Vive la (place) commune!

I know I risk becoming trop français here, but I couldn’t let this one slip through… Spotted this on the libcom forums yesterday, which is proving a great place for first hand reports as much as analysis & debate. Anyway, this comes from someone who’d just spent five days in Rennes and picks up as they’re leaving a demo/march/riot:

As I left with the militants I had come with, yesterday afternoon, we saw a manif (=demo) of 1000 lycées (=schoolkids) The militants didn’t have a clue what it was about. It seemed to be heading to the centre comerciale (=shopping centre), where a blockade had been organised for the next day. But it was a day early. When people refuse to wait for organised days of action but just begin; when militants don’t know every demo’s time and place; when the cry of ‘vive la commune‘ goes up from 2000 on a spontaneous demo in Paris against the propagation of the CPE – we live in interesting times.

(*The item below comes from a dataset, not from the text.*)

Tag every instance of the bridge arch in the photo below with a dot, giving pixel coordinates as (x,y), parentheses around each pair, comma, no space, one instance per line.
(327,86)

Again, if we see movements as things, then we need to know who’s ‘in’ and who’s ‘out’. But when we see movements as a verb, as the moving of social relations, then of course they have no boundary, no inside and no outside – which is precisely why they are social movements, not discrete lifestyle pockets (hmm, sounds like a fashion tip). And also why social centres is something of a misnomer: when things really start to happen, then those centres will be outflanked and outmoded (which is great). And finally, this reminds me of a discussion about Gleneagles/Stirling last week where someone complained that meetings made (at the camp) on the Monday evening “weren’t implemented” (on the roads) on the Wednesday morning – as if it’s some sort of conference where policy is discussed, ratified and set in stone. I can just see this fellow in Rennes trying to turn back a mob of schoolkids with the anguished cry of “No, no, no, I thought we had consensus on this – this isn’t planned for today, please go home…”

Communism is for us not a state of affairs which is to be established, an ideal to which reality [will] have to adjust itself. We call communism the real movement which abolishes the present state of things.